The European Commission has adopted a Recommendation on remuneration in the financial services sector. It recommends that Member States should ensure that financial institutions have remuneration policies for risk-taking staff that are consistent with and promote sound and effective risk-management. The Recommendation sets out guidelines on the structure of pay, on the process of design and implementation of remuneration policies and on the role of supervisory authorities in the review of remuneration policies of financial institutions. The Commission has also adopted a Recommendation on directors' pay.

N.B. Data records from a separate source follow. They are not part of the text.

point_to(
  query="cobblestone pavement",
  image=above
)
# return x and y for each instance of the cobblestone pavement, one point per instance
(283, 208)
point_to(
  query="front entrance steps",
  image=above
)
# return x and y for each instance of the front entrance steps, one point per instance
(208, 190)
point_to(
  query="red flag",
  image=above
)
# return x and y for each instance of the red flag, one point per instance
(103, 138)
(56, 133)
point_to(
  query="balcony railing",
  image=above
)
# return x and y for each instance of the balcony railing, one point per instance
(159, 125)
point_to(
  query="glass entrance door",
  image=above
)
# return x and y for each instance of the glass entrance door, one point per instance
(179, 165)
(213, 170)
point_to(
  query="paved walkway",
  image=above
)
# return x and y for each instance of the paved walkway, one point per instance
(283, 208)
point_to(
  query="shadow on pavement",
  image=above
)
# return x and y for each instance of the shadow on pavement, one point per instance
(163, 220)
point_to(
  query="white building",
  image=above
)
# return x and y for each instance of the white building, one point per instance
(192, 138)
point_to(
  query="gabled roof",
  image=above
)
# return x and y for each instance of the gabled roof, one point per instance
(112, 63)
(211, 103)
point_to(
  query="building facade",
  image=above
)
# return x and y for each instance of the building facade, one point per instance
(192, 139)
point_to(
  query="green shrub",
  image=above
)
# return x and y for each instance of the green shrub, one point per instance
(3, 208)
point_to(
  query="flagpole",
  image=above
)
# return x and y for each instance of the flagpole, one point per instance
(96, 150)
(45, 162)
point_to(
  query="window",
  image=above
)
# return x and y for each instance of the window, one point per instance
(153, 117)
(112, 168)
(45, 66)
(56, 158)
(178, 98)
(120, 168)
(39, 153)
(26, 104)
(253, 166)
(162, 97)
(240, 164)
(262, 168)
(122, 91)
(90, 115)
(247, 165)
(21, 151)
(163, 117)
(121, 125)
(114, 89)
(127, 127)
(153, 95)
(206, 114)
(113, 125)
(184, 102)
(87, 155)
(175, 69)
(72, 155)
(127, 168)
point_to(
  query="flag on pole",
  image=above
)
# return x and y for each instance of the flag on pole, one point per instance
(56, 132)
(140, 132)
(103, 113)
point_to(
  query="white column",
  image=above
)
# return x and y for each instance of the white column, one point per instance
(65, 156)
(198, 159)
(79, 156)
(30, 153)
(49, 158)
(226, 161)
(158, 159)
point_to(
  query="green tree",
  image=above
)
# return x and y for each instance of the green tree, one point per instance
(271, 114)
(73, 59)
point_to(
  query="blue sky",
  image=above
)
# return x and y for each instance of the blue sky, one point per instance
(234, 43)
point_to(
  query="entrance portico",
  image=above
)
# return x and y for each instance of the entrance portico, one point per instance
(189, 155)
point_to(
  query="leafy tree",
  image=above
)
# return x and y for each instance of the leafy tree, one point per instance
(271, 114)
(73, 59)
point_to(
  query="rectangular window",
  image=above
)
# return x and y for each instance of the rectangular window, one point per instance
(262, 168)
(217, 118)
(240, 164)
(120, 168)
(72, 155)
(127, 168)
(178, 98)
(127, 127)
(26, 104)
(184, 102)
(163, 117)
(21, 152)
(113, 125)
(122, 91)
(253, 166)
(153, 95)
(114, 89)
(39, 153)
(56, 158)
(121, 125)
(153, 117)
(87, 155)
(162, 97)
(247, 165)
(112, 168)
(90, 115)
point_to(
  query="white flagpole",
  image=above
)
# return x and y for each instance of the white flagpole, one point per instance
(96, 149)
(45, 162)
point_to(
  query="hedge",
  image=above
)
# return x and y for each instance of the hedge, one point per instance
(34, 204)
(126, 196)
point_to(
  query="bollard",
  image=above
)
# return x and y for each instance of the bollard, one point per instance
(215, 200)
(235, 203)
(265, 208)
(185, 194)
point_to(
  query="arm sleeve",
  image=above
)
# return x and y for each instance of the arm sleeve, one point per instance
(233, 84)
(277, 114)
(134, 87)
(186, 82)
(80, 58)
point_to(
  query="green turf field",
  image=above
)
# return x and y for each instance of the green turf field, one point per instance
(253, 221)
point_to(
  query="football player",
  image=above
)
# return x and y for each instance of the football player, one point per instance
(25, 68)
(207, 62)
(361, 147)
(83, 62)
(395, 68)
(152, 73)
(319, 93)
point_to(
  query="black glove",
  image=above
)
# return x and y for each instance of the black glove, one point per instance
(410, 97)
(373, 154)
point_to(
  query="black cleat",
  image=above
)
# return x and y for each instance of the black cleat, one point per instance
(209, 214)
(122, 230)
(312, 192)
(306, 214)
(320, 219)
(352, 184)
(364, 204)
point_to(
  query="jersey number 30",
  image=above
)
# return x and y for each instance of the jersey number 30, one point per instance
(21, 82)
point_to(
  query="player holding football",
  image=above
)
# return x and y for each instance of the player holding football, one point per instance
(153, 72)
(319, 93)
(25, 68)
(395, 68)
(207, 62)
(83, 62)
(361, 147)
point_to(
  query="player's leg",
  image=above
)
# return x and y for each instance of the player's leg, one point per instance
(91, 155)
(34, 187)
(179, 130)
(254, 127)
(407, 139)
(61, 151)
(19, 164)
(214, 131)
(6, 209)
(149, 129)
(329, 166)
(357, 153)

Internal Market Commissioner Charlie McCreevy said: “Up to now, there have been far too many perverse incentives in place in the financial services industry. It is neither sensible nor sane that pay incentives encourage excessive risk-taking for short term gain. The G20 agreed that the FSF's tough new principles on compensation schemes should be implemented. The Commission is leading the way. Incentives need to be aligned with long-term, firm-wide profitability. Of course, remuneration levels should continue to be based on performance. But performance criteria should be risk-adjusted and take into account cost of capital and liquidity. Design and oversight of remuneration policies should remain the responsibility of the board and not be delegated to senior management. An increased role of supervisory authorities in the review of remuneration practices is also needed to promote sound remuneration practices in financial institutions".
The Recommendation invites Member States to adopt measures in four areas:
- Structure of pay: remuneration policies for risk-taking staff should be consistent with and promote sound and effective risk management. For this purpose, financial institutions should strike an appropriate balance between the level of the core pay and the level of the bonus. The payment of the major part of the bonus should be deferred in order to take into account risks linked to the underlying performance through the business cycle. Performance measurement criteria should privilege longer-term performance of financial institutions and adjust the underlying performance for risk, cost of capital and liquidity. Financial institutions should also be able to claim back already paid bonuses, where data has been proven to be manifestly misstated (claw-back).
- Governance: remuneration policy should be transparent internally, should be clear and properly documented and contain measures to avoid conflicts of interest. The board should have responsibility for oversight of the operation of the remuneration policy for the financial institution as a whole with an adequate involvement of internal control functions and human resources departments or experts. Board members and other staff involved in the design and operation of remuneration policies should be independent.
- Disclosure: remuneration policy should be adequately disclosed to stakeholders. The disclosure should be made in a clear and easily understandable way and contain core elements of the remuneration policy, its design and operation.
- Supervision: supervisors should ensure, using the supervisory tools at their disposal, that financial institutions apply the principles on sound remuneration policies to the largest possible extent and have remuneration policies consistent with effective risk management. In order to address the question of proportionality, supervisors should take account of the nature and scale of the financial institution and the complexity of its activities in order to assess its compliance with the principles on sound remuneration policies.
The Recommendation takes due account of efforts already made by several Member States and aims to foster these developments by identifying best practices to ensure greater convergence in the EU. The Recommendation covers all sectors of the financial services industry so as to avoid loopholes and prevent distortions of competition between different sectors and financial institutions. The principles apply to all categories of staff whose professional activities have a material impact on the risk profile of the financial institution.
The Recommendation will be followed up by legislative proposals to bring remuneration schemes within the scope of prudential oversight. In June, the Commission will present proposals to revise the Capital Requirements Directive to ensure that regulatory capital adequately covers the risks inherent in banks' trading book, securitisation positions and remuneration policies.
After one year, the Commission will examine both Recommendations in the light of the experience acquired and of the outcome of the monitoring and will submit an evaluation report on Member States' application of both Recommendations.